So as "true" Southerner you say taking the tails off and the mud vein out will produce good quality fare OK I'm gonna try it as I'm a life long west coaster who knew nothing of eating the little buggers while growing up.I was raised eating crawfish in Louisiana and always boiled them alive. A decade or so ago I found out how to harvest and transport them legally in Utah. Twist the tails off then on the end of the tail twist the center fin and pull out the mud veins, then put them on ice immediately. Take um home and boil in crab boil with potatoes and corn. Can't beat them. Kevin how did you ever get out of Kentucky without liking crawfish.lol
Unfortunately due to the regs in Utah the only option you have is to twist the tails off and put them on ice in order to transport them away from the lake if you don't want to cook them on site.I've been told by the Utah DNR guy from that lake that they can't leave the lake alive.

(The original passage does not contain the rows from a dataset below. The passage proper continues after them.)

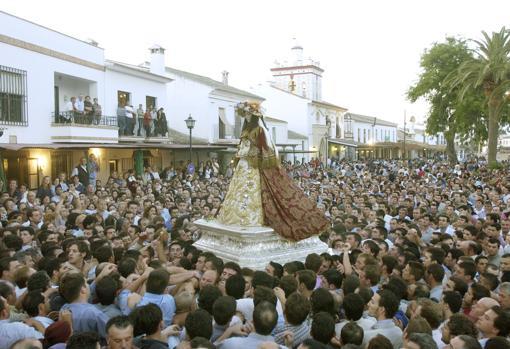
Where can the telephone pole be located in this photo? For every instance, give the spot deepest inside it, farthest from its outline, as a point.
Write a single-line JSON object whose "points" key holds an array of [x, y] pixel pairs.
{"points": [[404, 145]]}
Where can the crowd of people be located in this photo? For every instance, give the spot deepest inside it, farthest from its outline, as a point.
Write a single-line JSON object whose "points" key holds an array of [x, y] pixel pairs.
{"points": [[418, 258], [81, 110], [148, 123]]}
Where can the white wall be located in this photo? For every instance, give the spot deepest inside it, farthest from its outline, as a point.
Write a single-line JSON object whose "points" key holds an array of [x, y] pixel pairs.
{"points": [[138, 88], [285, 106], [40, 88], [186, 97], [382, 132], [30, 32]]}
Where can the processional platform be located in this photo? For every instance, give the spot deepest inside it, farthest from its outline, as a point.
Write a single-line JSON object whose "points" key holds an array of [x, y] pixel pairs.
{"points": [[253, 247]]}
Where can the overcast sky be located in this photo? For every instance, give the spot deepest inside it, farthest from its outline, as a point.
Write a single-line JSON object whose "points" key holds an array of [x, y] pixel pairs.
{"points": [[370, 50]]}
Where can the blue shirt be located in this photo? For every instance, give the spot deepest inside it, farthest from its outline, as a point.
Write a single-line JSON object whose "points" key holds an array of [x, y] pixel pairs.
{"points": [[87, 318], [164, 301], [251, 342]]}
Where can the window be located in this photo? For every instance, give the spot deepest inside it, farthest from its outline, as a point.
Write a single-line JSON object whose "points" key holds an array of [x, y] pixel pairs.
{"points": [[123, 97], [222, 125], [13, 96], [150, 102], [113, 165]]}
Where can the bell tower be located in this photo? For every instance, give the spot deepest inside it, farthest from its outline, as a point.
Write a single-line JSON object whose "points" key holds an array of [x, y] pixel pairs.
{"points": [[299, 75]]}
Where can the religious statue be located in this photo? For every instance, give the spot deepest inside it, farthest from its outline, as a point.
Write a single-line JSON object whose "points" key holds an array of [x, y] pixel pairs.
{"points": [[261, 193]]}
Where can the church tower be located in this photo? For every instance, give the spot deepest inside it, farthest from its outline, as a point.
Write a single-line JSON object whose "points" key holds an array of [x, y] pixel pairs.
{"points": [[300, 76]]}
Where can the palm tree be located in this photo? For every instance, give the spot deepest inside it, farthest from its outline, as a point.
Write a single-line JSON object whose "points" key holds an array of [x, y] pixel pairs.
{"points": [[490, 71]]}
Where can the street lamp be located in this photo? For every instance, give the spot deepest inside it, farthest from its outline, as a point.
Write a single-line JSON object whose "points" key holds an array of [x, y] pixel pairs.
{"points": [[190, 123]]}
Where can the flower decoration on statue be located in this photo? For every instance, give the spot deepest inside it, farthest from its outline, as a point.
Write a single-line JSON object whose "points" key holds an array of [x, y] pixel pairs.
{"points": [[249, 108]]}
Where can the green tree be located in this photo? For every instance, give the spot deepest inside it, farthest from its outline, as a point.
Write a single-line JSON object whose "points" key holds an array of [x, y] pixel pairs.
{"points": [[448, 113], [489, 72]]}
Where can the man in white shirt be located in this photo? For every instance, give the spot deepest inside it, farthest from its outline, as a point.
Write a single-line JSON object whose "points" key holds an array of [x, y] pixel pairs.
{"points": [[11, 332], [80, 104], [383, 307], [130, 119]]}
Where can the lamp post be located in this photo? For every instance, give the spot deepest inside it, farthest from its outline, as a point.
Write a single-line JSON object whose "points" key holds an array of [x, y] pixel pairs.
{"points": [[190, 123]]}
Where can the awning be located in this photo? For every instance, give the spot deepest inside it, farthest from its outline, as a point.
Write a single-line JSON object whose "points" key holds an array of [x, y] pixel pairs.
{"points": [[343, 142], [17, 146]]}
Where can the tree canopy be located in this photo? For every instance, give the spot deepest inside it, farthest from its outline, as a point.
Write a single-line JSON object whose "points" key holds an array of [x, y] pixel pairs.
{"points": [[450, 114]]}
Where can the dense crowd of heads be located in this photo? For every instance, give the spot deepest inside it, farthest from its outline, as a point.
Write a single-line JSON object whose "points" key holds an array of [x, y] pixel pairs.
{"points": [[419, 257]]}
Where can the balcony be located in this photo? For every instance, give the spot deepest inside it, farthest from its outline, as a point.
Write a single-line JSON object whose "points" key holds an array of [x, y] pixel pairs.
{"points": [[69, 127]]}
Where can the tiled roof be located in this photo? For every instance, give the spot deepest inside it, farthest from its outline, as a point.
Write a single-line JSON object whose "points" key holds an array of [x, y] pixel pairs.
{"points": [[295, 135], [216, 84], [370, 119]]}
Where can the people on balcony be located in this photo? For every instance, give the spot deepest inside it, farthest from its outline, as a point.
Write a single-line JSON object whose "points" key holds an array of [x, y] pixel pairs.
{"points": [[72, 113], [81, 172], [161, 128], [130, 119], [121, 118], [148, 122], [93, 168], [81, 111], [139, 130], [97, 112], [88, 110], [45, 188]]}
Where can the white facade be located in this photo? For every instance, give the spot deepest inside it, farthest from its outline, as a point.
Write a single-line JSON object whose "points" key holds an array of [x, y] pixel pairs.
{"points": [[371, 130], [313, 119], [211, 103], [49, 59], [140, 85], [54, 67]]}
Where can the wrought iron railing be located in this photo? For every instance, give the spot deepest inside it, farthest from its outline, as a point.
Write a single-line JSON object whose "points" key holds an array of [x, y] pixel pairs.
{"points": [[74, 118]]}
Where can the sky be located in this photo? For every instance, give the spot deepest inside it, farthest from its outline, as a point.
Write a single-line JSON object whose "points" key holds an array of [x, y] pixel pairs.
{"points": [[370, 49]]}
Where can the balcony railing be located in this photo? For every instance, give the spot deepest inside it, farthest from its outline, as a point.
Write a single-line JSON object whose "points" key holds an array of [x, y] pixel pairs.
{"points": [[73, 118]]}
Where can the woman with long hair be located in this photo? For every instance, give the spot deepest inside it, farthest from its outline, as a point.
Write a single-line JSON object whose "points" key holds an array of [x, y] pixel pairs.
{"points": [[45, 188], [261, 193]]}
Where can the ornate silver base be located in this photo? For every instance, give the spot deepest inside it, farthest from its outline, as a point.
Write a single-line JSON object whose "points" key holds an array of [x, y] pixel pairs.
{"points": [[253, 247]]}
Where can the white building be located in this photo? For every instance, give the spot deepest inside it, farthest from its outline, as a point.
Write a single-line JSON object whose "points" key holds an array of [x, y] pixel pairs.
{"points": [[295, 96], [41, 69], [211, 103]]}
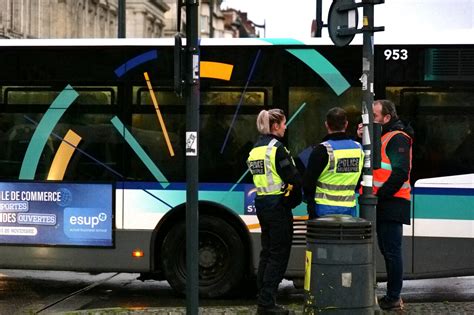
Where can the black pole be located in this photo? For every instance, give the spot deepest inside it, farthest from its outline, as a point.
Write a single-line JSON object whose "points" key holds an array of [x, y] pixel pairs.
{"points": [[192, 147], [211, 18], [319, 20], [121, 19], [368, 201]]}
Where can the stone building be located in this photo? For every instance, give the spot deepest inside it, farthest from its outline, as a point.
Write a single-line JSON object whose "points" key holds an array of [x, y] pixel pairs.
{"points": [[80, 18], [99, 19]]}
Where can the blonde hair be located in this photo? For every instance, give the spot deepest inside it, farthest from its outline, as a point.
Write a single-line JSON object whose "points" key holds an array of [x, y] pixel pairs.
{"points": [[266, 119]]}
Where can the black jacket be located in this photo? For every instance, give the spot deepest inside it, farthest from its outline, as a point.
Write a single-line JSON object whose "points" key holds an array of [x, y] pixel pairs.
{"points": [[286, 169], [390, 208]]}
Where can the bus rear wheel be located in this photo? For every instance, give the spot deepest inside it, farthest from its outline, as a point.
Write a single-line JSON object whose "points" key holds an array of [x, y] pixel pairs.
{"points": [[221, 257]]}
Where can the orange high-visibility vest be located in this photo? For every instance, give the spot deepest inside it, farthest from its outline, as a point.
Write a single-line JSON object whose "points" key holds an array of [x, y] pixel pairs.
{"points": [[382, 174]]}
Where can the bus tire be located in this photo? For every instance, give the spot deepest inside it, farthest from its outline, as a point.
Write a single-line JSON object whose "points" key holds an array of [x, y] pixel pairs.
{"points": [[221, 257]]}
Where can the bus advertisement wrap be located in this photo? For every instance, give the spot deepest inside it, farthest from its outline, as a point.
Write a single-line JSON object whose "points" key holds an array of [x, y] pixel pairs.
{"points": [[56, 214]]}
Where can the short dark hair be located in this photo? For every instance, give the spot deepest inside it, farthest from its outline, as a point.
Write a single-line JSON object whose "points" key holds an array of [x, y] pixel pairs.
{"points": [[388, 108], [336, 119]]}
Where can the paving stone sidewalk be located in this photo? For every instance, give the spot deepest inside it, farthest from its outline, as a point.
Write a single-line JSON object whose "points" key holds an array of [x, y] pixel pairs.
{"points": [[451, 308]]}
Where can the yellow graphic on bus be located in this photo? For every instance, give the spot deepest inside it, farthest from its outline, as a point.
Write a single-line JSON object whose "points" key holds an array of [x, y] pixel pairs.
{"points": [[63, 155], [307, 270]]}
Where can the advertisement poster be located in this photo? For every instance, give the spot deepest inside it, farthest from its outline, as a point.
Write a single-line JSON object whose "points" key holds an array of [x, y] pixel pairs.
{"points": [[56, 214]]}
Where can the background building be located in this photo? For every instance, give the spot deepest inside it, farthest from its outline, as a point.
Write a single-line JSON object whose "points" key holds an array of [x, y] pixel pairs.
{"points": [[79, 18], [99, 19]]}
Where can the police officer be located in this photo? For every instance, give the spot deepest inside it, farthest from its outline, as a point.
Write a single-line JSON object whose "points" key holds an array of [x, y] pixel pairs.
{"points": [[278, 185], [333, 170]]}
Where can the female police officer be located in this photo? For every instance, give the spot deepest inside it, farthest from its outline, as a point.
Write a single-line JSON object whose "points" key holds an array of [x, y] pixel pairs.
{"points": [[278, 185]]}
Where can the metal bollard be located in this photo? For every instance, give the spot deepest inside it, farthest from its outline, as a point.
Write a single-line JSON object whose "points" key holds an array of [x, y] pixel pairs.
{"points": [[339, 268]]}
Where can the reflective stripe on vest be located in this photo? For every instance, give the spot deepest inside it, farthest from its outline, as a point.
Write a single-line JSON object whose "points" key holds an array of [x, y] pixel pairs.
{"points": [[382, 174], [261, 163], [337, 182]]}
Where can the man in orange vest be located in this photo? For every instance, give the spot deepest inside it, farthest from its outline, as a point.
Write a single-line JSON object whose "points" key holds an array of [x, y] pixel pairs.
{"points": [[391, 184]]}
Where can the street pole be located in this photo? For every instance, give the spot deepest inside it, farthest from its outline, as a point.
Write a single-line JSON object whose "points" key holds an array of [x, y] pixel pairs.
{"points": [[192, 165], [121, 19], [367, 200], [342, 29]]}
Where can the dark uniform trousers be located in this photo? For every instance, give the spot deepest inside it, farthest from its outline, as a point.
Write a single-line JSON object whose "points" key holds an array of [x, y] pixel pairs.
{"points": [[276, 222]]}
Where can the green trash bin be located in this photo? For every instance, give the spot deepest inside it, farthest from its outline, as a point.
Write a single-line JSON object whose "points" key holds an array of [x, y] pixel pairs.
{"points": [[339, 269]]}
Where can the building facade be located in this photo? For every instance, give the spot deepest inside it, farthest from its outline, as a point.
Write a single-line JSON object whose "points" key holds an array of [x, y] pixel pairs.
{"points": [[99, 19], [79, 18]]}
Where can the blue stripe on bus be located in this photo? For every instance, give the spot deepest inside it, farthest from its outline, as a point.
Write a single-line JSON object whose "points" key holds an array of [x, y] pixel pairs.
{"points": [[179, 186], [43, 131], [444, 191], [135, 61], [133, 143], [317, 62], [449, 207], [283, 41]]}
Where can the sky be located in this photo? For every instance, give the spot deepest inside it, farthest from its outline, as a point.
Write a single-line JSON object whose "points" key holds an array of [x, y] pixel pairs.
{"points": [[285, 18]]}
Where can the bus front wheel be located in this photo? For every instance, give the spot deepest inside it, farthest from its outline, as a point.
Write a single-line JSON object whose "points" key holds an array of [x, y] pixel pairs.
{"points": [[221, 257]]}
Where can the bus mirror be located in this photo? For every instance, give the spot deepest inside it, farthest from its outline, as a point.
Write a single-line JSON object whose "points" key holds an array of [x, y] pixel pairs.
{"points": [[178, 64], [377, 139]]}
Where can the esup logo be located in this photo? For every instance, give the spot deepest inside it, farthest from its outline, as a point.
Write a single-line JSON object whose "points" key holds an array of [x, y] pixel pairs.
{"points": [[87, 223]]}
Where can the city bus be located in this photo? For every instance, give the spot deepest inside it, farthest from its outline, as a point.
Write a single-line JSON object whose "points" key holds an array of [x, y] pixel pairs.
{"points": [[93, 145]]}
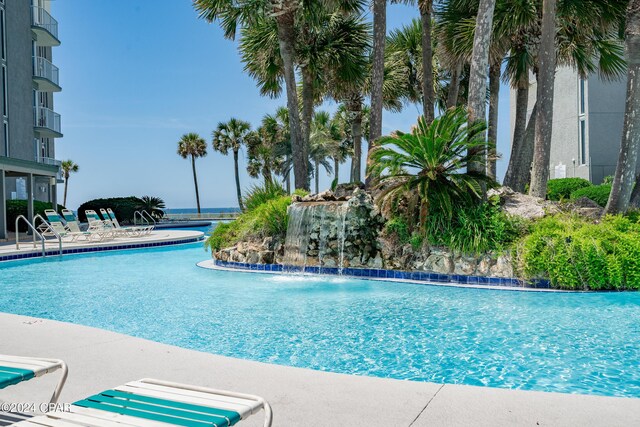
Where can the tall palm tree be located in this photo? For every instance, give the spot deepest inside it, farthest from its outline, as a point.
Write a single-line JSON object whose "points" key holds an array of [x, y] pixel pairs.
{"points": [[479, 67], [68, 166], [624, 178], [544, 98], [237, 13], [231, 136], [192, 145], [377, 69]]}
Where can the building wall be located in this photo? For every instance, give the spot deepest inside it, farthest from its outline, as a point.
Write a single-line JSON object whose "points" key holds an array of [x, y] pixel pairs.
{"points": [[606, 102], [20, 80], [603, 117]]}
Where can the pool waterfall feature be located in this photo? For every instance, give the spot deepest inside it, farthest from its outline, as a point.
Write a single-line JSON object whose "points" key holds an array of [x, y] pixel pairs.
{"points": [[332, 234]]}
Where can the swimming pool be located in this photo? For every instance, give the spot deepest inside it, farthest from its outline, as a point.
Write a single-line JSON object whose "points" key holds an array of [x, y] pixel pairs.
{"points": [[563, 342]]}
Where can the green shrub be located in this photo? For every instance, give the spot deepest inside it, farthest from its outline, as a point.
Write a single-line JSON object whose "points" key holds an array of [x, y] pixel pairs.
{"points": [[259, 194], [123, 207], [597, 193], [561, 188], [268, 219], [16, 208], [576, 254], [473, 228]]}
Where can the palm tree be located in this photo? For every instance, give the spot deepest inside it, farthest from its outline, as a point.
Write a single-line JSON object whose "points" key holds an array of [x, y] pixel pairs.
{"points": [[377, 69], [192, 145], [624, 178], [231, 136], [67, 166], [544, 98], [432, 162], [235, 13], [479, 67], [323, 139]]}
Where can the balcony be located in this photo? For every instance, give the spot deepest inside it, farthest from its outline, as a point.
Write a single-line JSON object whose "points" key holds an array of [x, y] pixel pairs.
{"points": [[44, 27], [45, 75], [47, 123]]}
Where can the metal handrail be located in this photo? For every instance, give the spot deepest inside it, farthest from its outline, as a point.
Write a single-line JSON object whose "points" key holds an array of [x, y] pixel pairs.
{"points": [[135, 218], [35, 233], [50, 229]]}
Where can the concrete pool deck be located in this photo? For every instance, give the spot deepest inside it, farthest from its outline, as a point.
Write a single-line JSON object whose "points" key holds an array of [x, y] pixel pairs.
{"points": [[157, 237], [99, 359]]}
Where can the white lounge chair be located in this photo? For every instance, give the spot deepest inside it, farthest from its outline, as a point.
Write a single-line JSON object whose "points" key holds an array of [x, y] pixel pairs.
{"points": [[134, 231], [74, 226], [148, 402], [16, 369]]}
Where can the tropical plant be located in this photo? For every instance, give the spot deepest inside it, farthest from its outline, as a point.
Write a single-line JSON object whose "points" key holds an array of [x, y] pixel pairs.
{"points": [[624, 178], [230, 136], [431, 162], [67, 166], [153, 205], [193, 146]]}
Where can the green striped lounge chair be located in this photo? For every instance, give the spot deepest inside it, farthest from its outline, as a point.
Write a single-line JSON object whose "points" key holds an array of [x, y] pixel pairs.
{"points": [[98, 225], [134, 231], [16, 369], [63, 231], [149, 403], [74, 226]]}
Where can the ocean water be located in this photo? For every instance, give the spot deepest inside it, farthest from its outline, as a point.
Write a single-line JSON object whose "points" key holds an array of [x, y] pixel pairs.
{"points": [[563, 342]]}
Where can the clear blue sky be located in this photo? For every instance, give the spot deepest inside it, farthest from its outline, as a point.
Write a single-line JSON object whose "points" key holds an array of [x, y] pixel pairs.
{"points": [[138, 74]]}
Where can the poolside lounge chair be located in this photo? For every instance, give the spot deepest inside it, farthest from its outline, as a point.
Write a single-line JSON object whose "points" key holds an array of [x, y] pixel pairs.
{"points": [[150, 402], [16, 369], [133, 231], [74, 226], [98, 225], [62, 230]]}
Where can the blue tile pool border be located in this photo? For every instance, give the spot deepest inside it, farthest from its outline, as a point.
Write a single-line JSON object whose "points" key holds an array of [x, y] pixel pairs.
{"points": [[374, 273], [51, 252]]}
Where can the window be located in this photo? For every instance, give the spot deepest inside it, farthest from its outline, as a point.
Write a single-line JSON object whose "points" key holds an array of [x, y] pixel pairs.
{"points": [[5, 133], [3, 44], [5, 106], [582, 122]]}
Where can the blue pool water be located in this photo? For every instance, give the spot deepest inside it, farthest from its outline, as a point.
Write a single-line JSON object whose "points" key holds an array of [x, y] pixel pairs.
{"points": [[564, 342]]}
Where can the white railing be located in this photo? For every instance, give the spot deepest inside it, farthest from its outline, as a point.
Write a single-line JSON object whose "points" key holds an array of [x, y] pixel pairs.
{"points": [[42, 67], [41, 18], [47, 118]]}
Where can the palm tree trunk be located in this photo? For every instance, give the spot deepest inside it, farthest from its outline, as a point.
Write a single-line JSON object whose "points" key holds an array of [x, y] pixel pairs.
{"points": [[377, 74], [66, 184], [494, 90], [479, 68], [355, 108], [237, 172], [544, 99], [195, 181], [316, 174], [285, 21], [428, 101], [518, 173], [625, 176], [454, 85]]}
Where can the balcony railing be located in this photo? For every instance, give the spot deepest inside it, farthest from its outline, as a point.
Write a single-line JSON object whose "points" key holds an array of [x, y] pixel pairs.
{"points": [[47, 119], [41, 18], [45, 69]]}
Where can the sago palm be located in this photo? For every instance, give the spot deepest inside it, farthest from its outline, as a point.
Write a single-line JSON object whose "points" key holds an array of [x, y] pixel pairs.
{"points": [[192, 145], [431, 163], [230, 136], [68, 166]]}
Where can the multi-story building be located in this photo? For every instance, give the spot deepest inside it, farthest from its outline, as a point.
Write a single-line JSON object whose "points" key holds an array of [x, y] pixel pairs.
{"points": [[588, 115], [29, 124]]}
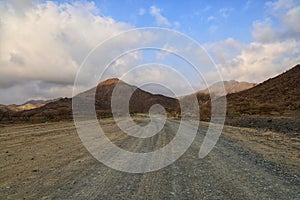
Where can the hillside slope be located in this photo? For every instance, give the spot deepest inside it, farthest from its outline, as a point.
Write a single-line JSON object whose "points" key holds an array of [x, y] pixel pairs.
{"points": [[278, 95], [140, 102]]}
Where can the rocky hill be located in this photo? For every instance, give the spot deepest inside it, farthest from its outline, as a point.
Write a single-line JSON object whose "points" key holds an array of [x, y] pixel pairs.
{"points": [[61, 109], [278, 95]]}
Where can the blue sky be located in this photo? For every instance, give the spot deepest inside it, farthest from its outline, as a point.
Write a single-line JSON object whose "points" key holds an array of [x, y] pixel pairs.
{"points": [[43, 43], [205, 21]]}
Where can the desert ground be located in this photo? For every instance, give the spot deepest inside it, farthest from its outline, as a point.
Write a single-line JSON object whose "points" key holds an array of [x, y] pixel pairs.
{"points": [[49, 161]]}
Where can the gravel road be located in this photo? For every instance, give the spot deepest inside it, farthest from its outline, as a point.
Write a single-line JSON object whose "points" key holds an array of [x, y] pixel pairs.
{"points": [[48, 161]]}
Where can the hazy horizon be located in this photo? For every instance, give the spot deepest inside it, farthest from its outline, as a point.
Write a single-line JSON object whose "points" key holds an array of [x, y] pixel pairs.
{"points": [[43, 43]]}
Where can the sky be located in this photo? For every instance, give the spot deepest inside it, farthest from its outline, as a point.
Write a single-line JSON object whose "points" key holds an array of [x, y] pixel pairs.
{"points": [[44, 43]]}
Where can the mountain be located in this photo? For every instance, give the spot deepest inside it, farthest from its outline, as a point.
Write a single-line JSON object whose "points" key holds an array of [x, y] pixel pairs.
{"points": [[229, 86], [140, 102], [278, 95]]}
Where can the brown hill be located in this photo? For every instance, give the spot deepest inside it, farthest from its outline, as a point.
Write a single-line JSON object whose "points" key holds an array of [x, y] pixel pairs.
{"points": [[278, 95], [61, 109], [229, 86]]}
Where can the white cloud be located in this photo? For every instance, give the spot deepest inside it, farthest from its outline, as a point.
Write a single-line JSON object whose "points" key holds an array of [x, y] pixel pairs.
{"points": [[274, 49], [44, 45], [287, 15], [160, 19], [211, 18], [142, 11], [225, 12]]}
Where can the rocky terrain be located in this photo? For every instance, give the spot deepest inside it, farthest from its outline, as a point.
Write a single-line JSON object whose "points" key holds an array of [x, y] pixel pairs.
{"points": [[48, 161]]}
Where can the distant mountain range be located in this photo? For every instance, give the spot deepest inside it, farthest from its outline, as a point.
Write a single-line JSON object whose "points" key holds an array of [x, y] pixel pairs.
{"points": [[277, 96], [232, 86]]}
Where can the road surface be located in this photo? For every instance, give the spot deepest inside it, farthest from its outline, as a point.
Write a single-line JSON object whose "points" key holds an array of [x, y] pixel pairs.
{"points": [[48, 161]]}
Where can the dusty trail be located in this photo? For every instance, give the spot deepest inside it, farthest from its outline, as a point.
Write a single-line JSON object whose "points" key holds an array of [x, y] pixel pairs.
{"points": [[48, 161]]}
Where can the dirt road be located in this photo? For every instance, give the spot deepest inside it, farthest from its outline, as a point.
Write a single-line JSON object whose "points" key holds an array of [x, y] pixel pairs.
{"points": [[48, 161]]}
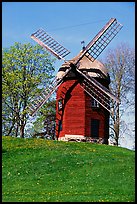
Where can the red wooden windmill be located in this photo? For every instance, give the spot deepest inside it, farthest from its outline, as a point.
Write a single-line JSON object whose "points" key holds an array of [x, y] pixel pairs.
{"points": [[82, 84]]}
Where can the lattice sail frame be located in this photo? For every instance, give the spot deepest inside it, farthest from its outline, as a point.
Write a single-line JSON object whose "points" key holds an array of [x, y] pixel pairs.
{"points": [[93, 49], [101, 40], [47, 42]]}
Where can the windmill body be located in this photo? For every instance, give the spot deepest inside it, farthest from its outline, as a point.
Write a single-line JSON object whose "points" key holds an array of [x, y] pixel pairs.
{"points": [[78, 115], [82, 85]]}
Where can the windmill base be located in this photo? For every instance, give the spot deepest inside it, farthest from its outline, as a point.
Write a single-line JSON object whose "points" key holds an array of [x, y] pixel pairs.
{"points": [[81, 138]]}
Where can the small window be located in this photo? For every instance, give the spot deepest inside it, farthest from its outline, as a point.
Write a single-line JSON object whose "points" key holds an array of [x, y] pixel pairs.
{"points": [[95, 128], [60, 104], [94, 103]]}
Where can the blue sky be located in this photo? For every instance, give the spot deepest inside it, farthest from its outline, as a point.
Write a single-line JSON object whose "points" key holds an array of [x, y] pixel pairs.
{"points": [[68, 22]]}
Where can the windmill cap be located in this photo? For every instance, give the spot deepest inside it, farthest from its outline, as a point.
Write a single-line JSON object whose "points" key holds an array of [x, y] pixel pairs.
{"points": [[94, 69]]}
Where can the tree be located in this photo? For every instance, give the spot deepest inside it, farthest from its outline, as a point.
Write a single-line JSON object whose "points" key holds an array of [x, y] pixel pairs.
{"points": [[26, 71], [121, 66]]}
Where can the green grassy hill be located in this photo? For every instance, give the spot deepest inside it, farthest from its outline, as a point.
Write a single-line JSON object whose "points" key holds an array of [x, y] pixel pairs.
{"points": [[36, 170]]}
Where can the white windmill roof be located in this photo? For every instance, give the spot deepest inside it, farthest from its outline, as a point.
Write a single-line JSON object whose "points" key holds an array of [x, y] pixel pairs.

I can get full of just the Mudbugs ! But I love the corn Potatoes, onions and sausage we add for sure !! After we fed about 16 people at the last crawdad bash we did last summer. We did over 3 5 gallon buckets full of whole Crawfish. I took PART of the leftover crawfish and the next morning I sat at the table and peeled the tails. I ended up with 2 1/2 pounds of cleaned peeled tail meet. I froze them in Vac bags and we make fettuccini, and or "lobster"/ Crawdad rolls with them, very yummy. When you have had a lot of practice and know the techniques you can peel them pretty fast. I took me just under and hour to get the 2.5 lbs of tail meat. I boil up the carcasses covered in water and make crawfish stock to use when cooking up Cajun or seafood dishes.
I don't think the putting in saltwater would qualify as them not being alive. I would think you could put them back in fresh water after while and they would still live. It would probably depend on how much salt in the water. Crawfish live in brackish water in some parts of the south. Also the cleaning them out by putting them in salt water is actually a myth, I had been told by a great old man I knew from the south that is how you clean them out. I have tried it a few times and did not get any results. Since then I have read several studies by university of Louisiana that it is a myth and does not work. Best way is to hold them in clean oxygenated water for a few days. Pretty hard to do. I think some commercial places do that before they ship them so they are clean.I place mine in salt water for the trip home. It cleans them out and they are generally freshly dead by the time I get home. There is the letter of the law and the spirt of the law. In both Utah and Colorado, the dwr folks are really level headed. Most of them have biology degrees. If they are in salt water they are going to die, in a matter of about eight hours. I would take that one to the jury. There is one little twit at willard, who if he ever becomes a street cop, will be given a very quick attitude adjustment by his local neighborhood gangsters. Dignity and respect, everyone is human.